This repository contains scripts used for the construction and analysis of minigraph-based graphs for version 2 of the barley pan-genome.
Scripts are written in BASH and R and were developed and tested on Rocky Linux v8.8. Other Linux distributions may be compatible but no testing has taken place in this regard.
The scripts are organised as follows:
scripts/graphConstruction:
- buildGraph_incremental.sh: a Slurm array job script for the incremental construction and SV calling of pan-genome graphs with minigraph, using a single chromosome for each subtask
- combineGraphs.sh: combines all graphs built for individual chromosomes into a single graph and builds a GBWT index
- convert.sh: converts the chromosome-based graphs from GFA to VG format for downstream analysis
- convertToGFA.sh: converts the combined, genome-wide graph from VG to GFA format for compatibility with other tools
scripts/SVstats:
- extractSVCoordsByType.sh: extracts structural variant entries from the final BED files produced during graph construction/SV calling and separates them by type (simple inversions, deletions and insertions, but no nested complex variants)

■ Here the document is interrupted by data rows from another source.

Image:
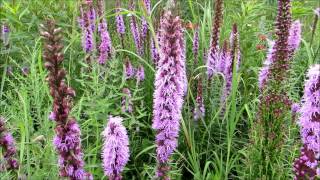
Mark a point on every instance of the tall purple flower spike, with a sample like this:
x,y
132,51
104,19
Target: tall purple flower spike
x,y
115,152
293,43
140,74
5,31
195,45
213,54
9,150
145,26
135,30
129,69
169,90
126,101
308,164
105,47
121,28
67,140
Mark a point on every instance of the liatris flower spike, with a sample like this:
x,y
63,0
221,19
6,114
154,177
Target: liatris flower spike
x,y
169,90
9,150
115,152
105,46
213,56
67,140
308,164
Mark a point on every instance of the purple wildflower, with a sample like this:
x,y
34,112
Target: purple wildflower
x,y
121,28
135,30
213,56
145,26
105,44
294,37
9,150
199,110
195,46
129,69
169,90
140,73
67,140
5,34
115,153
126,101
154,51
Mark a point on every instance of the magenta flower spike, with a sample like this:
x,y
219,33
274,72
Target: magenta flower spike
x,y
169,90
213,54
126,101
105,47
307,165
115,152
135,30
67,140
9,149
140,74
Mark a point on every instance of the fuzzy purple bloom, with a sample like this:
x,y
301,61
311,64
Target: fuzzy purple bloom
x,y
213,54
105,47
121,28
140,73
129,70
9,150
126,101
5,34
169,89
294,38
115,153
154,51
135,30
195,45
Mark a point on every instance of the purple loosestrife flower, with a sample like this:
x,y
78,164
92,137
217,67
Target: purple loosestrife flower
x,y
195,45
5,34
126,101
129,69
213,55
105,47
294,37
154,51
145,26
135,30
169,90
115,152
67,140
140,74
199,110
121,28
9,150
306,165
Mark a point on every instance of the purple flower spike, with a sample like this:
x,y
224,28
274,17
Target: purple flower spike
x,y
169,90
126,101
105,47
9,150
199,110
213,56
195,45
294,37
135,30
140,74
5,34
115,153
129,69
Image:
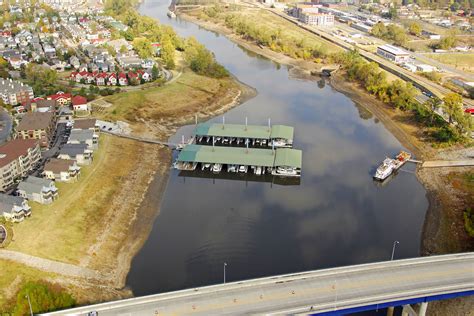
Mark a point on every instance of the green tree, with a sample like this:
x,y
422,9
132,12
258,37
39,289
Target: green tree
x,y
143,47
433,104
44,297
452,105
415,28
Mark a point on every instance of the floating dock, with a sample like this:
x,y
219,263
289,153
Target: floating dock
x,y
237,134
279,161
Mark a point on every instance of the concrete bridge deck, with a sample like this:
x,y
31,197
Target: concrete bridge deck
x,y
309,292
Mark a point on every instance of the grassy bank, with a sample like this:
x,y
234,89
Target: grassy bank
x,y
266,29
172,104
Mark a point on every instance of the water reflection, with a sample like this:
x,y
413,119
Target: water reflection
x,y
335,216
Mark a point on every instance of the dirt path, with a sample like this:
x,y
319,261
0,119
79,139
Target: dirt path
x,y
52,266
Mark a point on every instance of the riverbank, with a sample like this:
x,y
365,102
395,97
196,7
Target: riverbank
x,y
110,211
443,230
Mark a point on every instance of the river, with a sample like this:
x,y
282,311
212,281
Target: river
x,y
336,215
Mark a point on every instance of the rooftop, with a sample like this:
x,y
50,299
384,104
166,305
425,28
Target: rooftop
x,y
243,131
241,156
14,149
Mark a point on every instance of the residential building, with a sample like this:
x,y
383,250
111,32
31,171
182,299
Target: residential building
x,y
393,53
317,19
37,125
79,103
14,208
15,92
77,152
86,124
36,189
61,170
17,157
84,136
61,98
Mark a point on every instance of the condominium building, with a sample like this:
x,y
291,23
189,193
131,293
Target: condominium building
x,y
17,157
317,19
15,92
37,125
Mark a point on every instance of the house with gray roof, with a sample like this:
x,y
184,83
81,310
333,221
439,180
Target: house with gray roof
x,y
84,136
78,152
38,189
14,208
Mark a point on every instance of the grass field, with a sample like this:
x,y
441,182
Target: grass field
x,y
66,229
189,94
12,275
462,61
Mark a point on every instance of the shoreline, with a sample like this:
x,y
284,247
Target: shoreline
x,y
398,123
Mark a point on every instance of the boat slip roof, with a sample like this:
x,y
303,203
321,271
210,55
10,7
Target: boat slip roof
x,y
241,156
242,131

- violinPlot.r: takes the output from extractSVCoordsByType.sh and plots the length statistics of each SV category in a violin plot
- SV_comparison.sh: extracts deletions and insertions from both Minigraph and Assemblytics SV files and feeds their coordinates to bedtools intersect for overlap comparison
scripts/graphStats:
- odgiheaps_byGroup.sh: runs odgi heaps command for each group (domesticated, wild and all lines) and then plots a saturation plot using script heaps_fit.R which is supplied with the odgi package
- vgStat.sh and vgStat_joint.sh: computes basic statistics for chromosome-based graphs and combined graph respectively
scripts/mappingExperiment:
- mapWGS.sh: a Slurm array job script for downloading and mapping five public barley whole genome shotgun datasets from the European Nucleotide Archive (ENA); mappings are carried out using both bwa mem and vg giraffe for comparison
- extractStats.sh: extracts and formats mapping statistics from each mapping for further analysis
- calcMappingStats.r: takes the output from the preceding script and calculates comparative mapping statistics such as % reads mapped, % properly paired reads, etc.

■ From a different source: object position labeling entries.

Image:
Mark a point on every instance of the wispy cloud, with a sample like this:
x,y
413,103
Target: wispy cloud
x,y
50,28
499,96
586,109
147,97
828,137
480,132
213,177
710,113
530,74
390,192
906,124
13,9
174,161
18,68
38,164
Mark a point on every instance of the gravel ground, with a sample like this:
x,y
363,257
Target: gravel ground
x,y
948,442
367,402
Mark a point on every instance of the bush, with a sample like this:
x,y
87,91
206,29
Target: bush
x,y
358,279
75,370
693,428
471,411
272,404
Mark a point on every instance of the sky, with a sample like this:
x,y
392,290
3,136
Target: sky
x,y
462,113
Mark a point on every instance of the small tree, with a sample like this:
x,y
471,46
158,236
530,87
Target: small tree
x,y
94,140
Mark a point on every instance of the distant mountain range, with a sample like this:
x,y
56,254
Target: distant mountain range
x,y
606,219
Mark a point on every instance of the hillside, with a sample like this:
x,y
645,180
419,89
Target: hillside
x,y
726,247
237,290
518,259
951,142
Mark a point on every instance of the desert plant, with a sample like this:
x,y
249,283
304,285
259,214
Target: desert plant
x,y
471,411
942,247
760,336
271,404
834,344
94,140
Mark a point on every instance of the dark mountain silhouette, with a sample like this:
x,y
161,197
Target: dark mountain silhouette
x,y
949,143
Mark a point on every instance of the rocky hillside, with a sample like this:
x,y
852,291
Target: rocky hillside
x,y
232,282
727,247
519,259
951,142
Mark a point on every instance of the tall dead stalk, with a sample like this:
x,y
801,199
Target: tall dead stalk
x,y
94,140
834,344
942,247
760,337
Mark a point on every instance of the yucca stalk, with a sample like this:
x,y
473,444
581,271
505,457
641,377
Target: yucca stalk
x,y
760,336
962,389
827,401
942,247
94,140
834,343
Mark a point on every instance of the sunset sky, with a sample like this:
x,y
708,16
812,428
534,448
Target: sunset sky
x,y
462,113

scripts/mappingExperiment/linearisedGraph:
- 00_gfa2fa.sh: converts separate GFA format graphs (one per chromosome) into FASTA files using gfatools gfa2fa
- 01_concat.sh: combines the per-chromosome FASTA files
- 02_indexBWA.sh: builds BWA index for mapping
- 03_mapWGS.sh: array job for downloading and mapping of the five public WGS samples
scripts/srh1_analysis:
- 01_extractNodesToFASTA.sh: extracts all individual nodes from genome-wide graph to a FASTA file
- 02_blastVsNodes.sh: BLASTs the srh1 enhancer region from cv. Barke against all 76 pan-genome accessions
- 03_extractSubgraph.sh: extracts a smaller subgraph containing the nodes spanning the deletion and flanking regions
- 04_odgiviz.sh: code for plotting the subgraph
- 05_mapToGraph.sh: mapping of the eight core800 samples to the graph
- 06_chunkGam.sh: extraction of a smaller portion of the GAM files produced in the previous step
- 07_genotype.sh: genotyping of the srh1 region in the graph for the eight core800 samples
Input data for graph construction was 76 barley genomes (approx. 5 gigabases each), split into separate chromosome input files each. Graph construction was carried out incrementally with minigraph on a per-chromosome basis and required 44-49 GB peak RAM and 10-22 days of wallclock time per subtask. Minigraph offers multithreading but this is effectively disabled when single, entire chromosome sequences are used as input (see lh3/minigraph#62) and results in a single thread of execution for graph construction.